Um último fator muito relevante: a mudança no cenário mundial com os acontecimentos do 11 de Setembro. Desde então o sigilo em torno de transações financeiras desapareceu e os governos de países considerados paraísos fiscais foram fortemente encorajados a denunciar indícios de transações com dinheiro sujo. Antes, ter uma conta na Suíça era garantia de proteção da riqueza financeira sob anonimato; agora, é prova contra aqueles que enriqueceram à sombra do poder de Estado, de forma ilícita.
Tudo mudou, mas o povo não e menos ainda a elite. E esta mostrou-se notavelmente despreparada diante da mudança substantiva no ambiente no qual seus negócios escusos eram realizados. Foram pegos no contrapé.
Dito isso, ouso afirmar que é irrelevante essa mudança suposta no plano teórico, anteriormente comentado. Aliás, eu temo as proposituras justiceiras de gente como o procurador Deltan Dallagnol. Ele supõe que os réus se opõem à “sociedade”, quando na realidade o polo oposto é o poder de Estado. Os juristas de todos os tempos sempre souberam que a pata do Estado é do tamanho do Leviatã e que ela deveria ser movida com todo cuidado, para não ferir de forma desnecessária aqueles sentados no banco dos réus, obviamente fragilizados ante o imenso poder do Estado. Esse é o garantismo tradicional. O procurador, no livro comentado pelo jornal, parece ignorar isso e quer que o Estado se mova pela lógica justiceira da multidão, o seja, da tal “sociedade”. Esse é um perigo ainda maior do que inocentar potencialmente réus confessos. É uma mentalidade geratriz do totalitarismo judicial, a forma de totalitarismo mais feroz e impiedosa.
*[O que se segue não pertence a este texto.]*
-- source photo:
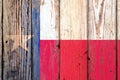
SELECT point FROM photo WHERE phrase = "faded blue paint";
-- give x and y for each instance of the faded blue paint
(36, 39)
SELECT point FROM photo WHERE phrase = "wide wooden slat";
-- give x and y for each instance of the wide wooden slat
(73, 35)
(49, 40)
(17, 22)
(102, 40)
(36, 40)
(0, 39)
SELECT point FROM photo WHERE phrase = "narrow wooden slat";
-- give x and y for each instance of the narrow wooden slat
(17, 35)
(0, 38)
(26, 30)
(102, 40)
(36, 40)
(49, 40)
(118, 37)
(73, 39)
(12, 22)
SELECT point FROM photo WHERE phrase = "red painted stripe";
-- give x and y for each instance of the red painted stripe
(49, 60)
(102, 60)
(73, 60)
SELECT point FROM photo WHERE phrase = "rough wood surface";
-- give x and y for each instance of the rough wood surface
(26, 30)
(102, 29)
(49, 40)
(118, 38)
(0, 39)
(73, 27)
(36, 40)
(17, 22)
(73, 19)
(49, 20)
(102, 19)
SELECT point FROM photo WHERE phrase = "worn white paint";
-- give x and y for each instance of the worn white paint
(48, 26)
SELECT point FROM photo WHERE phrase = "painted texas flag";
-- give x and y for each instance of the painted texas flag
(78, 41)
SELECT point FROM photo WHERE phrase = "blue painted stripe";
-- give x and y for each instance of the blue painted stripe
(36, 39)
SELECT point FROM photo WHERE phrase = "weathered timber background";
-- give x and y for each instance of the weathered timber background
(88, 34)
(19, 39)
(59, 40)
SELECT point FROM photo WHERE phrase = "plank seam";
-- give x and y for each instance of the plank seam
(2, 64)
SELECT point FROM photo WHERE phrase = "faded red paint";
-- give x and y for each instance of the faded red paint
(73, 60)
(102, 60)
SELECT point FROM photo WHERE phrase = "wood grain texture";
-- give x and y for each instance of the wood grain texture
(118, 38)
(73, 29)
(11, 57)
(73, 19)
(102, 40)
(26, 30)
(17, 22)
(49, 19)
(49, 40)
(0, 39)
(36, 40)
(102, 19)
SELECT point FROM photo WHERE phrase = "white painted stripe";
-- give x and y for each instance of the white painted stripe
(48, 26)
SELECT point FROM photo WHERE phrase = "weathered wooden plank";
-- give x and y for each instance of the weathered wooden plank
(11, 27)
(49, 40)
(17, 24)
(26, 30)
(73, 32)
(102, 40)
(36, 39)
(118, 38)
(0, 39)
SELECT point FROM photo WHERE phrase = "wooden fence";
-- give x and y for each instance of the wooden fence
(59, 40)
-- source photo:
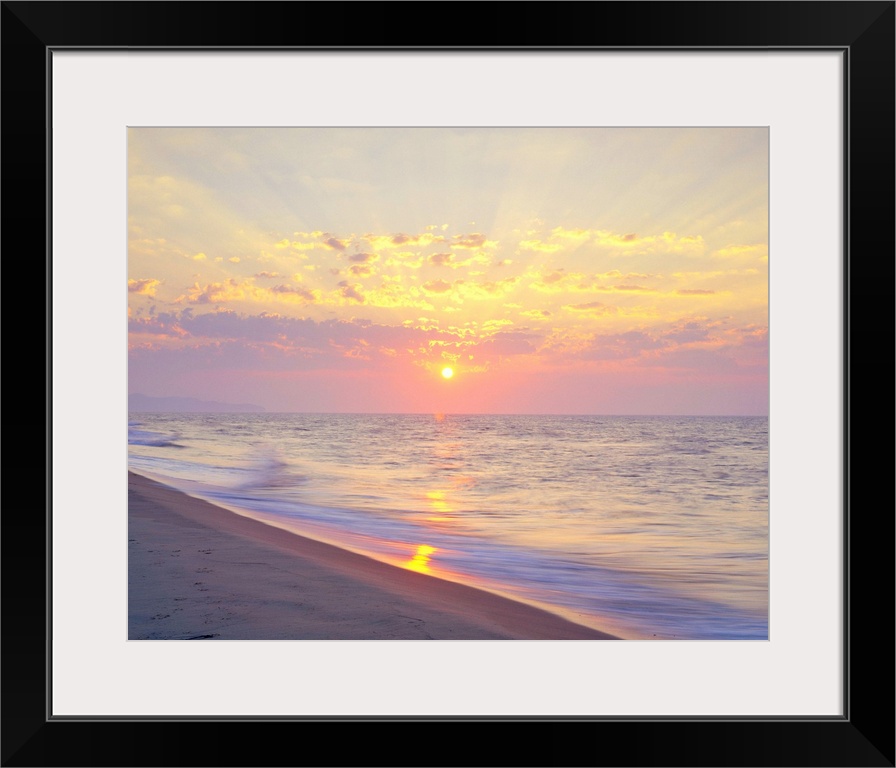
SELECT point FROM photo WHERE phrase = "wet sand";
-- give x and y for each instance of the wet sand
(198, 571)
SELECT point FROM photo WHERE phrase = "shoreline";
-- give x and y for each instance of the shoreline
(199, 571)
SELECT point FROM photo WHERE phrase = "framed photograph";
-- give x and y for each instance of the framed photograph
(430, 211)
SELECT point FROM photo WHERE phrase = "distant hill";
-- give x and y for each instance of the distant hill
(147, 404)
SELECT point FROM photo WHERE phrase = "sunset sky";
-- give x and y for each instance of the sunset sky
(555, 270)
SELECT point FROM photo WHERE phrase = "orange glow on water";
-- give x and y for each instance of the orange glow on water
(420, 561)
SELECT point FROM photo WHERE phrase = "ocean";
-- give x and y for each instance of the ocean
(645, 527)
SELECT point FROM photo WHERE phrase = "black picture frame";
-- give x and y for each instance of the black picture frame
(864, 735)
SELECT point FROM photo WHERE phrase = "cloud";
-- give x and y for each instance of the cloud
(401, 239)
(475, 240)
(595, 308)
(437, 286)
(234, 290)
(145, 287)
(538, 245)
(351, 291)
(336, 244)
(300, 292)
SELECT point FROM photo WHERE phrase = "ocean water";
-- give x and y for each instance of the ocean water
(645, 527)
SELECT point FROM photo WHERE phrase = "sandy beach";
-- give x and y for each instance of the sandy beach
(198, 571)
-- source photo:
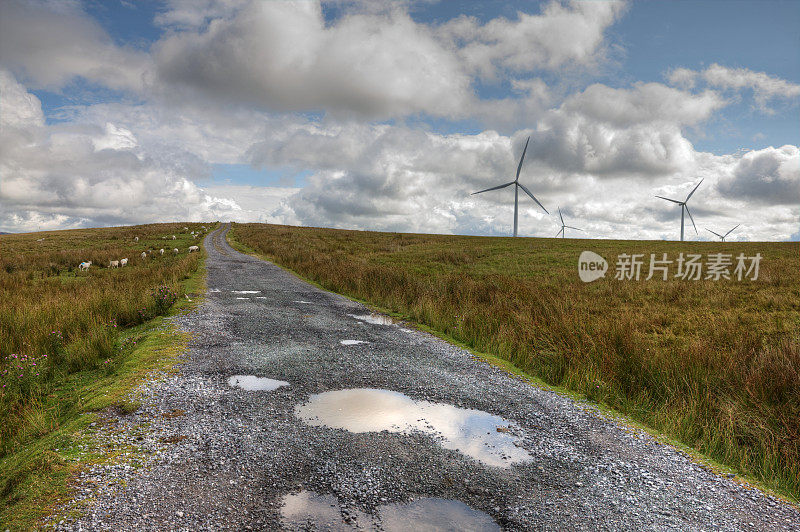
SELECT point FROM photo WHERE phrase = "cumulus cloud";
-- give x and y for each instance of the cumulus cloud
(90, 174)
(284, 57)
(764, 87)
(770, 176)
(562, 35)
(50, 43)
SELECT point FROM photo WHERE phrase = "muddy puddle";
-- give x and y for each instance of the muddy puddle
(375, 319)
(255, 384)
(308, 510)
(480, 435)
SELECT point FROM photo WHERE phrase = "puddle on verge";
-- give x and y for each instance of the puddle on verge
(255, 384)
(375, 319)
(478, 434)
(309, 510)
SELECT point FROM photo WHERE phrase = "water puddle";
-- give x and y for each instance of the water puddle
(483, 436)
(255, 384)
(375, 319)
(308, 510)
Em outras palavras, os jacus arrogantes e ignorantes que formam a nossa elite política aventureira caíram numa armadilha histórica e penso que dela não poderiam escapar, em face dos usos e costumes e da certeza da impunidade. As teorias fajutas dos Dallagnol são irrelevantes para explicar sua ida para as masmorras. O Código Penal brasileiro não mudou em nada, continua o mesmo de sempre, aplicado a um novo mundo cheio de provas, fatos e registros eletrônicos dos criminosos imbecis, no ato flagrante de delinquir.